Page 1 of 1
Regular expression question
Posted: Mon Mar 28, 2016 6:54 pm
by Michael Vogel
I have some files which have to be sorted out, their names are something like...
Text.doc
Test 2015.doc
Abc Part 1.doc
Xyz 2015 Part 3.doc
Zzz.doc
They should be renamed to
0000 Text.doc
2015 Test.doc
0000 Abc (1).doc
2015 Xyz (3).doc
0000 Zzz.doc
So I need to collect the file names to different groups
I: Text, Test, Abc, Xyz and Zzz
II: 2015 or nil
III: 1, 3 or nil
I started to find a regular expression which makes groups for the text before the year, the year itself and after the year:
^(.*?)(2[0-1]\d\d)(.*?)$
This works fine, but not all file names contain a year, so I changed the expression to
^(.*?)(2[0-1]\d\d|)(.*?)$
Later I would have extended the expresion to something like ^(.*?)(2015|)(.*?)(( Part )(\d)|)(\.doc)$
But within these modified expressions, not the first but the last group seems to get all of the content, how can I make certain groups (a little bit) greedier?
Re: Regular expression question
Posted: Tue Mar 29, 2016 5:58 pm
by Michael Vogel
Okay, what about an easier one?
The code below works fine for a check, if the last char equals 'e' (set check.s=positive), but when I try to find all the text which does not end with an 'e' (check=negative), I get matches for each text line. What I am doing wrong?
Code: Select all
positive.s="(.*?)([e])"
negative.s="(.*?)([^e])"
check.s=negative; <<<<
Dim test.s(10)
For i=1 To 10
test(i)="Hall"+Mid("aeiou",Random(4)+1,1)
Next i
RegularCaseMode=#Null
If CreateRegularExpression(0,"^"+check+"$",RegularCaseMode)
For i=1 To 10
If ExamineRegularExpression(0,test(i)+#LF$)
Debug test(i)+" = "+StringField("-.ok",NextRegularExpressionMatch(0)+1,".")
EndIf
Next i
EndIf
With some (crazy) modifications, I get correct results...
check.s="(.*?)([^e])"
Dim test.s(10) : For i=1 To 10 : test(i)="Hall"+Mid("aeioue",Random(5)+1,1) : Next i
If CreateRegularExpression(0,"^"+check+trick+"$",#Null)

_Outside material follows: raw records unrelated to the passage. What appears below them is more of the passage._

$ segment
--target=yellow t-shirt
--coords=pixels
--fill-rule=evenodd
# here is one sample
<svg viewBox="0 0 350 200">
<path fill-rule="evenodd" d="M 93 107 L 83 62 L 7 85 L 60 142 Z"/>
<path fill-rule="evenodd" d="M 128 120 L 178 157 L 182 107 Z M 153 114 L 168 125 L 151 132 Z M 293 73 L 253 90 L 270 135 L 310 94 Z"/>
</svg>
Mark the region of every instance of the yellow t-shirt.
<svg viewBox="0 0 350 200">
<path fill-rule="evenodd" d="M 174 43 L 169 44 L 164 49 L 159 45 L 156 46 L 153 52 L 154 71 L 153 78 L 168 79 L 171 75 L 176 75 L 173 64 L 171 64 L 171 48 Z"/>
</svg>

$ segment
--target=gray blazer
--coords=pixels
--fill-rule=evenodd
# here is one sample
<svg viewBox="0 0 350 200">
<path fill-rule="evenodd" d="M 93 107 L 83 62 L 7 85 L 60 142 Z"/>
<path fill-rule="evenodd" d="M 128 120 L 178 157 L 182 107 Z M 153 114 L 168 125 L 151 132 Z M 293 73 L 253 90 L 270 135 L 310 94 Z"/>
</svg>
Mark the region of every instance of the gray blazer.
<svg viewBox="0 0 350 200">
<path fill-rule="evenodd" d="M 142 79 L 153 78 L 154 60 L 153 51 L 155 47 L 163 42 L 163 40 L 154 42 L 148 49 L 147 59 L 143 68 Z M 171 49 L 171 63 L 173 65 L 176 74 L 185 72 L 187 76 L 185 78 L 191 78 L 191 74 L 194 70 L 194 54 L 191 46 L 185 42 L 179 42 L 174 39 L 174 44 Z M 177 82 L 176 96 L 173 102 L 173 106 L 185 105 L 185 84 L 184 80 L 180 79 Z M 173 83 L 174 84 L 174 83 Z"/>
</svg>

For i=1 To 10 : If ExamineRegularExpression(0,test(i)+trick+#LF$)
Debug test(i)+" = "+StringField("-.ok",NextRegularExpressionMatch(0)+1,".")
EndIf : Next i
EndIf
Re: Regular expression question
Posted: Tue Mar 29, 2016 9:59 pm
by STARGÅTE
In you example the "[^e]" matches with the #LF$ character.
Re: Regular expression question
Posted: Tue Mar 29, 2016 11:49 pm
by normeus
I would not include the extension on the Reg Ex since you are already selecting only files that have DOC as an extension
and use 2 separate Reg Ex one to process the year and the 2nd one to process "Part [1-9]".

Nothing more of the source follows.